What tempers children is a society’s externally imposed value system. And these value systems don’t spring out of whole cloth. They are the results of centuries of give and take, violence, refining, and thought. In a chauvinistic way that I’m not even going to bother to defend, I think our modern Judeo-Christian value system is one of the best ever created — and it’s not innate, it’s learned. I’ll go even further here: I don’t like the current fundamentalist Islamic value system, with its denigration of women, Jews, and non-Muslims, and its obsession with visiting extreme physical violence (and I include beheading and other slaughters) on those so denigrated.

So, I don’t think we in the West are innately good, or that those in the fundamentalist Islamic Middle East are inherently bad. I do think, however, that we have the better value system, and that it’s absolute idiocy for someone to go around mouthing Anne Frank’s touching but misguided words about humans’ innate goodness.

The Christian doctrine referred to is, of course, that of the depravity of man.

A book mentioned here, ‘Lord of the Flies’ was seminal in my early thinking and I still agree that man tends to entropically degrade into base and selfish behavior…BUT…. I do not think society functions as the Savior, but only as an inhibiting factor to that downward spiral that humankind is so prone to.

The reason I hold a caveat or two to the doctrine of man’s depravity is that I believe the Christian doctrine also teaches about the dignity of man. And you can’t lose sight of that if you are to retain a whole picture of humanity.

The idea of the dignity of man is firmly rooted in this scriptural truth: God created man in His own image. Despite sin, despite all our sordid history, we still retain that image, however marred. And that gives us the ability to explain why some quite beautiful and wonderful things are resident in our fellow human beings. It gives us hope for own kind.

Perhaps this is the “good” that Anne Frank, and those others cited, are trying to convey. Man is not at all good, but he seeks to be oftentimes, and he has an appreciation of it oftentimes. Some call this the divine spark- which I don’t know as an accurate term, but more as an expressive one.

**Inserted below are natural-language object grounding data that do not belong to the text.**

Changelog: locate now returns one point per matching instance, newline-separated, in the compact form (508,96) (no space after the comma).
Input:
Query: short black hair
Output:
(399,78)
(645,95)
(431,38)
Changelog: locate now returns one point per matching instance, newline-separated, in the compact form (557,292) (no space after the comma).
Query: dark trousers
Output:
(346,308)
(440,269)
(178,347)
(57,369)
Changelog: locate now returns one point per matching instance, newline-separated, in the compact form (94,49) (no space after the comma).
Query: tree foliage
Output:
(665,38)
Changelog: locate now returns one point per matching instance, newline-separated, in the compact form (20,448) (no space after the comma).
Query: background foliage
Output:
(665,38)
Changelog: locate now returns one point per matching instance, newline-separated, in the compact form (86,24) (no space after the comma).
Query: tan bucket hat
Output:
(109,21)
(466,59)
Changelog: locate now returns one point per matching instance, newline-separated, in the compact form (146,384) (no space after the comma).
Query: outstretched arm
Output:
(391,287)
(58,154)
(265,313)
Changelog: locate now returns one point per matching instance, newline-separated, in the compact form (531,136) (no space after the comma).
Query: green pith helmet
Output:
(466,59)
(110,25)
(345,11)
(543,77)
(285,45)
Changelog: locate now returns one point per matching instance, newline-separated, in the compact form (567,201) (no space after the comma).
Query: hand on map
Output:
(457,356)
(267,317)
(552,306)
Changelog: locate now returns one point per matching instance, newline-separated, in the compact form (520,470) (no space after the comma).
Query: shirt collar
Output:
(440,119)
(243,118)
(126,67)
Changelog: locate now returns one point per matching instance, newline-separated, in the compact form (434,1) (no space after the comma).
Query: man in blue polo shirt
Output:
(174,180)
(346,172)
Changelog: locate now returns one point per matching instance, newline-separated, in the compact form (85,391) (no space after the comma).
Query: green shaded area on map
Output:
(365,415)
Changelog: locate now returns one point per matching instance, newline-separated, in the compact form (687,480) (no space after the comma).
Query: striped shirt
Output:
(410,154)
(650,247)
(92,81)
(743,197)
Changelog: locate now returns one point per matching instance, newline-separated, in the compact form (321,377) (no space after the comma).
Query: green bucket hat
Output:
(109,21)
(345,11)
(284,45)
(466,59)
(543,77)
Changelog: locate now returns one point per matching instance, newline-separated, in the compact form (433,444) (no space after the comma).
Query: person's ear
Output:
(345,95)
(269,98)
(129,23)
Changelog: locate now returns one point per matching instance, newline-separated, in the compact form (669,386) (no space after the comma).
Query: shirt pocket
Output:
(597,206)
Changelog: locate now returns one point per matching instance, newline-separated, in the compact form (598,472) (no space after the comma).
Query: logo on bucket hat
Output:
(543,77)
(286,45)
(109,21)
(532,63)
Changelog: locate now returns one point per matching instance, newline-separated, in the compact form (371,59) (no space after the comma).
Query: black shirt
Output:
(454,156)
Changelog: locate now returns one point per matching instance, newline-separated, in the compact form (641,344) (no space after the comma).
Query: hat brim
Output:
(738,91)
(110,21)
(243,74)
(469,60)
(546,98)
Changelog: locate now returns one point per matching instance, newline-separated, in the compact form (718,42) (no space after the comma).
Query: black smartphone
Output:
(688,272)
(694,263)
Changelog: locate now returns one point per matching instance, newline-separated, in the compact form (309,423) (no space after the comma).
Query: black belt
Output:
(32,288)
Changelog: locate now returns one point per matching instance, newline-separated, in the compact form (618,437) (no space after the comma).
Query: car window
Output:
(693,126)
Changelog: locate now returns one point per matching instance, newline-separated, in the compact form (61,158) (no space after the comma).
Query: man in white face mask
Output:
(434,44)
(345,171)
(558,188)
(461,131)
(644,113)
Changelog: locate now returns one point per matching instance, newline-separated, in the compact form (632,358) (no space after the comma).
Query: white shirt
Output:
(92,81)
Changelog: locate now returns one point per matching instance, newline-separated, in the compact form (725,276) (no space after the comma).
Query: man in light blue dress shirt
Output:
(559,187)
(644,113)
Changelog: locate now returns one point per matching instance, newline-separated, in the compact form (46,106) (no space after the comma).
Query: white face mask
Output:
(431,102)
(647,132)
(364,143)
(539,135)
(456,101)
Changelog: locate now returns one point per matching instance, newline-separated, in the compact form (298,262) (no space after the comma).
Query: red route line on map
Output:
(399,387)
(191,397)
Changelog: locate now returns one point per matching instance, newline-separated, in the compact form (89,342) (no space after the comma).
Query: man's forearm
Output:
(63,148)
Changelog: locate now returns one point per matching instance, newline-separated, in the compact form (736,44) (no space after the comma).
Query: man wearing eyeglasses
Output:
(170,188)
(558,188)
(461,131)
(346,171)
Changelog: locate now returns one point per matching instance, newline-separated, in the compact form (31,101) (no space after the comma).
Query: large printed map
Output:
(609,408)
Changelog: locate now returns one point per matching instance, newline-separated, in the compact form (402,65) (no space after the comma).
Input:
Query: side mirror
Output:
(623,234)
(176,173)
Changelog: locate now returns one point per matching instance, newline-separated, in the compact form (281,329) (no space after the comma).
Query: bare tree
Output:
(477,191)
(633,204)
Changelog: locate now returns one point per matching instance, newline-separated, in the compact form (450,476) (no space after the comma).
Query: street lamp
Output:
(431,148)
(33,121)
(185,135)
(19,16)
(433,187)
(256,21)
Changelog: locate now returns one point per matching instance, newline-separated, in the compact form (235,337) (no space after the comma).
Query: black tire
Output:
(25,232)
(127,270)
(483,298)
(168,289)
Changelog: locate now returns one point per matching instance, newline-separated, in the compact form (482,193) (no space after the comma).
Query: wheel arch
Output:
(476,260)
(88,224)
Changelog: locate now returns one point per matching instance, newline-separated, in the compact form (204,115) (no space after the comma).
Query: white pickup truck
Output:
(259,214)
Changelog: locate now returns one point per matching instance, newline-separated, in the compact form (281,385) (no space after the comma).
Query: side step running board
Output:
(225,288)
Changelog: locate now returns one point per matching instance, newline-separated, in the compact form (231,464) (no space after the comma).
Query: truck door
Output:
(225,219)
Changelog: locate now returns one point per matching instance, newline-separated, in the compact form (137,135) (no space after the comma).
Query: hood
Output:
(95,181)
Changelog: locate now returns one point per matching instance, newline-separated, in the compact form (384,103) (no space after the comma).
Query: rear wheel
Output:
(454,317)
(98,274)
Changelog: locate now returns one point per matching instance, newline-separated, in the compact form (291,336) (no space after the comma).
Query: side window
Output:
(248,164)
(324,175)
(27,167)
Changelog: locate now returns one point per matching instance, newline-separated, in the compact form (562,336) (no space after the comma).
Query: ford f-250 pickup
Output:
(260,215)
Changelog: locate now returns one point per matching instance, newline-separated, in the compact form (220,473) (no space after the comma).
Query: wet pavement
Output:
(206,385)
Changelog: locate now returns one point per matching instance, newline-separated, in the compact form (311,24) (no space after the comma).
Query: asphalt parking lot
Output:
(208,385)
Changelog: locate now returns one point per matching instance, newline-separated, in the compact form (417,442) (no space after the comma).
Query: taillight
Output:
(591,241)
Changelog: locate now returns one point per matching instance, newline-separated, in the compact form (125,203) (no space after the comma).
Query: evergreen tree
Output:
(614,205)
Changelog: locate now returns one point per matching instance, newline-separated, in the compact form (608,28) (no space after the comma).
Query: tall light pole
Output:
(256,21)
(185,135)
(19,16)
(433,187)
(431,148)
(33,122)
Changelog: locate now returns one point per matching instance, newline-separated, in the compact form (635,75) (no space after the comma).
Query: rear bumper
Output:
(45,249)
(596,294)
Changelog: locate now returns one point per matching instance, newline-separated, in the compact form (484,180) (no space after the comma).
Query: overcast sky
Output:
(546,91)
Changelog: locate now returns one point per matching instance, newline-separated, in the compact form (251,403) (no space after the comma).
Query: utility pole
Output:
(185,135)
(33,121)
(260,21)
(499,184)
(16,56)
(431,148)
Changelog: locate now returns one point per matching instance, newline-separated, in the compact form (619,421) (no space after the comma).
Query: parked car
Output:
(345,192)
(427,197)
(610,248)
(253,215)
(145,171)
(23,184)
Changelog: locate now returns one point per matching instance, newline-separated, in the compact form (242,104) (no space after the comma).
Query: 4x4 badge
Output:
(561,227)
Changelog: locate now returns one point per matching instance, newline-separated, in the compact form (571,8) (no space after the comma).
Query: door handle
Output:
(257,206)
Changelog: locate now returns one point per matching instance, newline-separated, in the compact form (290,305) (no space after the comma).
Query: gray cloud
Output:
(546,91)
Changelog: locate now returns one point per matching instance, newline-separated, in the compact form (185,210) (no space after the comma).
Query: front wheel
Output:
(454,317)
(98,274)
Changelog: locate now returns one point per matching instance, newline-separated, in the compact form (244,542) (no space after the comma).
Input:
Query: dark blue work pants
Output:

I think that these two seemingly contradictory views of the nature of man are the balance of truth for the dual magnificence and hideousness of mankind.

What I am talking about is quite apart from the doctrine of Salvation; it is the explanation of what we are, not what our relationship to God is or can be. It explains how we can do deeply kind things, beautiful things, and yet have such capacity for atrocity. How we can have both heroes and villains, and how some can encompass both qualities.